„KI-Ära“ ist Wort des Jahres: Künstliche Intelligenz ist längst im Alltag angekommen und hat eine Zeitenwende eingeläutet. Wer sie weiter für einen Hype hält, verschläft die entscheidenden Fragen.
Der Chatbot schreibt die Mail, ChatGPT übernimmt Denkprozesse, der Urlaub steht nach drei Prompts. Was wie Komfort klingt, ist in Wahrheit der Eintritt in eine Zone extremer Unruhe: Das Alte stirbt, das Neue ruckelt noch. Dass „KI-Ära“ das Wort des Jahres ist, trifft deshalb einen Nerv. Es ist die nüchterne Bestätigung: Die Technologie ist kein Hype. Denn in Deutschland und Europa sind die Menschen nicht mehr Zuschauer, sie sind längst Probanden, indem sie diese täglich nutzen.

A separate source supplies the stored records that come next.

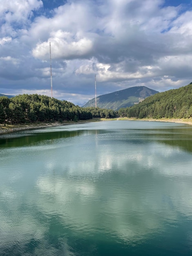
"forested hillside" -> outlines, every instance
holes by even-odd
[[[62,121],[92,118],[90,112],[66,101],[45,95],[24,94],[0,97],[0,123]]]
[[[96,98],[97,106],[99,108],[117,110],[121,108],[132,106],[143,101],[144,99],[157,93],[145,86],[134,86],[98,96]],[[83,107],[94,107],[95,99],[89,101]]]
[[[24,94],[11,99],[0,97],[0,124],[22,124],[37,121],[78,121],[93,117],[114,117],[111,110],[81,108],[66,101],[45,95]]]
[[[119,116],[138,118],[192,117],[192,83],[150,96],[136,105],[120,109],[118,113]]]

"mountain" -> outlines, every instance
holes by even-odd
[[[1,93],[0,93],[0,97],[1,97],[1,96],[6,96],[6,97],[8,97],[9,98],[15,97],[14,95],[6,95],[5,94],[1,94]]]
[[[118,114],[139,118],[191,118],[192,82],[148,97],[139,104],[119,110]]]
[[[145,86],[134,86],[114,92],[98,96],[97,107],[101,108],[118,110],[122,108],[132,106],[142,101],[145,98],[157,93]],[[95,98],[90,100],[83,107],[94,107]]]

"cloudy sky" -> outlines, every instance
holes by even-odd
[[[0,0],[0,93],[81,106],[192,81],[192,0]]]

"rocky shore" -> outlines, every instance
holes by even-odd
[[[32,129],[38,129],[46,128],[52,126],[57,126],[60,125],[65,125],[72,124],[77,124],[76,122],[66,121],[62,123],[55,122],[54,123],[42,123],[30,124],[28,124],[8,125],[0,124],[0,135],[11,132],[18,132],[20,131],[31,130]]]
[[[55,122],[54,123],[38,123],[35,124],[18,124],[18,125],[9,125],[0,124],[0,135],[10,132],[18,132],[19,131],[25,130],[31,130],[31,129],[38,129],[40,128],[45,128],[46,127],[50,127],[52,126],[56,126],[60,125],[66,125],[67,124],[79,124],[81,123],[85,123],[86,122],[90,122],[93,121],[111,121],[114,120],[132,120],[132,121],[156,121],[160,122],[171,122],[173,123],[178,123],[180,124],[186,124],[190,125],[192,125],[192,119],[174,119],[162,118],[161,119],[129,119],[126,117],[122,118],[115,118],[114,119],[94,119],[89,120],[83,121],[79,121],[78,122],[74,122],[73,121],[65,121],[63,122]]]

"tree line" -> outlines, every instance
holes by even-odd
[[[192,117],[192,83],[188,85],[159,92],[132,107],[121,108],[120,117],[139,119]]]
[[[0,97],[0,123],[22,124],[36,121],[109,118],[116,113],[111,110],[81,108],[67,101],[37,94],[23,94],[9,99]]]

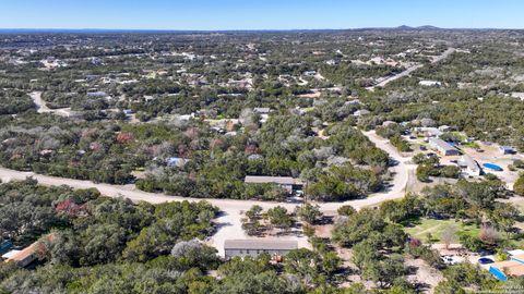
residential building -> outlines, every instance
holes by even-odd
[[[303,186],[299,179],[290,176],[246,175],[243,182],[247,184],[277,184],[289,192],[289,194],[296,189],[301,189]]]
[[[510,254],[510,260],[493,262],[489,266],[489,272],[500,281],[508,281],[510,277],[523,277],[524,275],[524,254],[512,255]]]
[[[443,156],[457,156],[460,155],[458,150],[440,138],[429,138],[429,146],[439,151]]]
[[[479,176],[483,172],[483,169],[480,166],[478,166],[478,162],[468,155],[463,155],[460,163],[466,168],[467,175]]]
[[[315,75],[317,75],[317,71],[306,71],[306,72],[303,72],[303,75],[305,75],[305,76],[315,76]]]
[[[233,257],[257,257],[260,254],[269,254],[274,260],[282,260],[282,257],[290,250],[298,248],[297,241],[281,240],[226,240],[224,242],[225,258]]]
[[[438,82],[438,81],[420,81],[418,82],[418,84],[420,86],[427,86],[427,87],[431,87],[431,86],[440,86],[442,85],[442,83]]]
[[[367,109],[360,109],[360,110],[355,111],[355,112],[353,113],[353,115],[355,115],[355,117],[362,117],[362,115],[367,115],[367,114],[369,114],[369,113],[371,113],[369,110],[367,110]]]
[[[166,160],[167,166],[170,168],[175,168],[175,167],[182,168],[183,166],[186,166],[187,162],[188,162],[188,159],[180,158],[180,157],[169,157]]]
[[[415,127],[414,133],[421,134],[425,137],[438,137],[444,134],[437,127]]]
[[[514,154],[516,154],[515,148],[513,148],[511,146],[500,146],[499,149],[503,155],[514,155]]]

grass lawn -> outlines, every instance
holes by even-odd
[[[404,229],[405,231],[416,237],[421,240],[422,242],[427,241],[427,234],[431,233],[433,242],[440,242],[440,236],[442,232],[450,225],[456,228],[456,236],[453,243],[458,243],[458,235],[461,234],[469,234],[474,236],[478,236],[480,228],[476,224],[465,224],[462,221],[455,220],[436,220],[436,219],[427,219],[421,218],[419,220],[412,221]]]

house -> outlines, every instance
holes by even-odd
[[[88,91],[87,96],[90,96],[90,97],[106,97],[107,94],[105,91],[97,90],[97,91]]]
[[[514,155],[514,154],[516,154],[515,148],[511,147],[511,146],[500,146],[499,149],[503,155]]]
[[[355,111],[355,112],[353,113],[353,115],[355,115],[355,117],[362,117],[362,115],[367,115],[367,114],[369,114],[369,113],[371,113],[369,110],[367,110],[367,109],[360,109],[360,110]]]
[[[43,240],[52,241],[53,236],[53,234],[48,234]],[[2,255],[2,258],[5,259],[5,262],[14,261],[19,267],[25,268],[38,258],[37,252],[43,249],[41,246],[44,245],[40,241],[37,241],[22,250],[11,250]]]
[[[432,86],[441,86],[442,83],[437,81],[420,81],[418,82],[420,86],[432,87]]]
[[[269,254],[274,260],[282,260],[282,257],[290,250],[298,248],[297,241],[279,240],[226,240],[224,242],[225,258],[233,257],[257,257],[260,254]]]
[[[453,127],[444,124],[444,125],[439,126],[439,131],[444,132],[444,133],[445,132],[451,132],[451,131],[453,131]]]
[[[489,266],[489,272],[500,281],[508,281],[510,277],[523,277],[524,275],[524,254],[512,255],[510,254],[510,260],[493,262]]]
[[[253,108],[253,112],[260,113],[260,114],[270,114],[271,108],[269,107],[255,107]]]
[[[303,75],[303,76],[315,76],[315,75],[317,75],[317,71],[306,71],[306,72],[303,72],[302,75]]]
[[[246,184],[276,184],[285,188],[289,194],[296,189],[301,189],[303,183],[299,179],[290,176],[265,176],[265,175],[246,175]]]
[[[455,147],[451,146],[449,143],[440,138],[429,138],[429,146],[443,156],[460,155],[458,150]]]
[[[471,176],[479,176],[483,172],[478,162],[468,155],[462,156],[460,164],[466,168],[466,173]]]
[[[11,249],[11,247],[13,247],[13,243],[11,243],[10,241],[4,241],[0,244],[0,254],[5,254],[7,252],[9,252],[9,249]]]
[[[182,168],[188,163],[188,159],[186,158],[180,158],[180,157],[169,157],[166,160],[166,163],[169,168]]]
[[[444,132],[437,127],[415,127],[414,131],[414,133],[421,134],[425,137],[439,137],[440,135],[444,134]]]

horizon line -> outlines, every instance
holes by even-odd
[[[192,29],[192,28],[72,28],[72,27],[0,27],[0,32],[7,30],[19,30],[19,32],[165,32],[165,33],[184,33],[184,32],[201,32],[201,33],[221,33],[221,32],[314,32],[314,30],[360,30],[360,29],[442,29],[442,30],[483,30],[483,29],[492,29],[492,30],[522,30],[524,28],[512,28],[512,27],[440,27],[433,25],[420,25],[420,26],[409,26],[409,25],[398,25],[398,26],[367,26],[367,27],[347,27],[347,28],[227,28],[227,29]]]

Wie bei der Dampfmaschine geht es nicht um ein neues Spielzeug, sondern um einen neuen Unterbau für Wirtschaft und Gesellschaft.
Das Groteske daran: Die deutsche Politik behandelt diese tektonische Verschiebung wie eine Nischendebatte für Fachkongresse. Ein Blick auf die Infrastruktur entlarvt die politische Ignoranz als gefährliches „Souveränitäts-Theater“: Gefeiert werden Rechenzentren auf deutschem Boden, weil man damit die eigenen Daten sichert. Doch in den Serverschränken stecken fast ausschließlich US-Chips; Nvidias Marktanteil liegt bei erdrückenden 98 Prozent. Bei der Hardware bleibt die Abhängigkeit damit weiterhin groß.
Ebenso wie bei den KI-Modellen. Deutlich wird das etwa an der französischen Mistral-KI: Bejubelt als Hoffnungsträger für europäische Autonomie, musste die Firma dann doch in die Arme von Microsoft flüchten, um global überhaupt wettbewerbsfähig zu werden. Wenn am Ende US-Plattformen die Rechenlast tragen, bleibt europäische Souveränität nur eine Folklore-Veranstaltung.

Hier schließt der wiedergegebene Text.